Improved Analysis of Unstructured Datasets using Thesaurus Model

Authors

Kurian SM Department of Computer Science& Engineering, Mangalam College of Engineering, Kerala, India
George N Department of Computer Science& Engineering, Mangalam College of Engineering, Kerala, India
Sainudeen JP Department of Computer Science& Engineering, Mangalam College of Engineering, Kerala, India
John NM Department of Computer Science& Engineering, Mangalam College of Engineering, Kerala, India

DOI:

https://doi.org/10.26438/ijcse/v7i2.10331037

Keywords:

Hadoop, MapReduce, HDFS, NoSQL

Abstract

Humankind has put away in excess of 295 billion gigabytes (or 295 Exabyte) of information beginning around 1986, according to a report by the University of Southern California. Putting away and checking this information in generally disseminated conditions for all day, every day is an enormous errand for worldwide assistance associations. These datasets require high handling power which can't be presented by conventional information bases as they are put away in an unstructured arrangement.
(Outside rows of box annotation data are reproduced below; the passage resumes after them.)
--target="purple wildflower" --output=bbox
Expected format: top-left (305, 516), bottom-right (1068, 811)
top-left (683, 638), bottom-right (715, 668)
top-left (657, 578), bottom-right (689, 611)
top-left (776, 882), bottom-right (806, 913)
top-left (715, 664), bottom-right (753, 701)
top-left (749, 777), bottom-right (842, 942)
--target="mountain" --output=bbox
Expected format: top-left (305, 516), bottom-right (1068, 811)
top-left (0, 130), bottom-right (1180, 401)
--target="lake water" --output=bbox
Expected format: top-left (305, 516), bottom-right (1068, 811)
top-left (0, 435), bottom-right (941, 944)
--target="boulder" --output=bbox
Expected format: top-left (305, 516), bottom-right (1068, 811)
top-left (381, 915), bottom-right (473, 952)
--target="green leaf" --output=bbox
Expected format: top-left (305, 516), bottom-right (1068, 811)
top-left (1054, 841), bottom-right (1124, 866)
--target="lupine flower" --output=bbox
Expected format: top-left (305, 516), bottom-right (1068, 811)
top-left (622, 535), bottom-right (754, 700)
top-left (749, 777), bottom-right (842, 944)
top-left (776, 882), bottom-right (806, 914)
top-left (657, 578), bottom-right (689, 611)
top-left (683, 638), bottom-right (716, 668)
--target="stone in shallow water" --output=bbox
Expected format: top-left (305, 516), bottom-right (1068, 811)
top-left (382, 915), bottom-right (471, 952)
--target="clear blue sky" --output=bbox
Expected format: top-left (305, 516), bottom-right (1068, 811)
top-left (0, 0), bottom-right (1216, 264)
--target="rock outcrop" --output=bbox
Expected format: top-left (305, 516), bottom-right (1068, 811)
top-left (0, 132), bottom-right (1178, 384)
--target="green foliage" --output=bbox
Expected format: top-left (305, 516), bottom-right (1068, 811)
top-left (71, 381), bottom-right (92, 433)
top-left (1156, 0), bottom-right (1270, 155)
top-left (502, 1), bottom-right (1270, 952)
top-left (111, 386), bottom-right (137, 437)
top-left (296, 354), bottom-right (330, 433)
Although one can utilize Map Reduce worldview to take care of this issue utilizing java-based Hadoop, it can't give us with most extreme usefulness. Downsides can be defeated utilizing Hadoop-streaming methods that permit clients to characterize non-java executable for handling this dataset. This paper proposes a THESAURUS model which permits a quicker and more straightforward form of business examination.

References

[1] Apache Hadoop.[Online].Available: http://hadoop.apache.org

[2] Apache Hadoop-Streaming.[Online].:http://hadoop- streaming.apache.org

[3] Cassandra wiki, operations. [Online]. Available: http://wiki.apache.org/cassandra/Operations

[4] NOSQL data storage [online]: http://nosql-database.org

[5] E. Dede, B. Sendir, P. Kuzlu, J. Weachock, M. Govindaraju, and L. Ramakrishnan, “A processing pipeline for cassandra datasets based on Hadoop streaming,” in Proc. IEEE Big Data Conf., Res. Track, Anchorage, AL, USA, pp. 168–175,2014.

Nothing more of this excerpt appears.